Ao não o punir, deixou de praticar ato de ofício, que inegavelmente era de sua atribuição, para satisfazer a um sentimento pessoal, sua vileza, sua covardia, seu temor reverencial. O Código Penal dá nome a esse boi e o chama de prevaricação em seu art. 319, com direito a algumas agravantes genéricas.
A Presidenta eleita, tirada por um golpe já mundialmente reconhecido, foi vítima de torturas em uma prisão militar. Por mais distante que possa ter sido desse Ministro, certamente, ele teve a oportunidade de conhece-la e de mais uma vez desrespeitá-la, como presidenta que foi e como cidadã brasileira que é.
Se o houvesse imediatamente punido, transmitiria aos militares insatisfeitos (todos estamos insatisfeitos!) que não se toleraria nenhuma ação, nenhuma conspiração, nenhuma trama de quartéis que viesse a colocar em risco nossa frágil democracia.
Seria uma satisfação devida aos familiares dos mortos, dos desaparecidos, dos torturados, dos perseguidos, dos que tiveram arruinadas suas vidas econômicas, dos que foram desmoralizados injustamente, dos que foram perseguidos, dos que foram censurados, dos que foram calados, dos meninos que foram trancados feito animais; a eles teria falado o Ministro se punisse imediatamente, sem pretensões a punições exemplares, garantindo ao general amplo direito de defesa, devido processo legal e contraditório, abrindo-lhe o direito à presunção de inocência.
Ao General Mourão o faria lembrar-se deles, de Vladimir Herzog a Manoel Fiel Filho, de Stuart Angel a Alexandre Vanuchi Leme, dos exilados, de Brizola, de Arraes, de Betinho. O Ministro, ao punir o General, recolocaria cada uma das vítimas do regime militar novamente na sala de estar do Alto Comando.
Se houvessem punido o General, capitães ficariam cientes e que, sim, existe um limite à estupidez, um limite ao incivilizado, um limite ao golpismo vulgar.
Porém, nesse Governo de fracos, nesse Governo de omissos, cuja preocupação é o desfazimento, a desconstituição de direitos históricos, nesse governo que gerou uma reforma trabalhista que sequer a gravidez foi respeitada, punir o General Golpista seria algo acima de suas forças. Bem a seu estilo, resolveu contemporizar, provavelmente, haverão de conceder uma licença ou férias para que o General Mourão possa esfriar sua cabeça, antes de resolver dar um golpe, com seus amigos, no Brasil.

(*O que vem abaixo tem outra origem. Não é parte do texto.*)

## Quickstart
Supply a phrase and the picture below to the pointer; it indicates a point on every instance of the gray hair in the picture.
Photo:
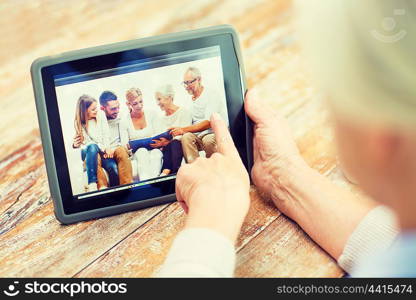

Diferentemente das assombrações de minha avó Laura, esses zumbis despertaram de suas tumbas e começam a andar pelas ruas, porque existem aqueles que lhes dão vozes, microfones, plateias. Esses zumbis sugam o sangue democrático, já bem ralo e somente vão se deter se encontrarem alguém que lhes imponha limites, o que não foi o caso desse Ministro da Defesa, Raul Jungmann, que, de sua feita, terá gravado nesse episódio seu nome na História: covarde. 
Covarde e Prevaricador.
Roberto Tardelli é Advogado Sócio da Banca Tardelli, Giacon e Conway.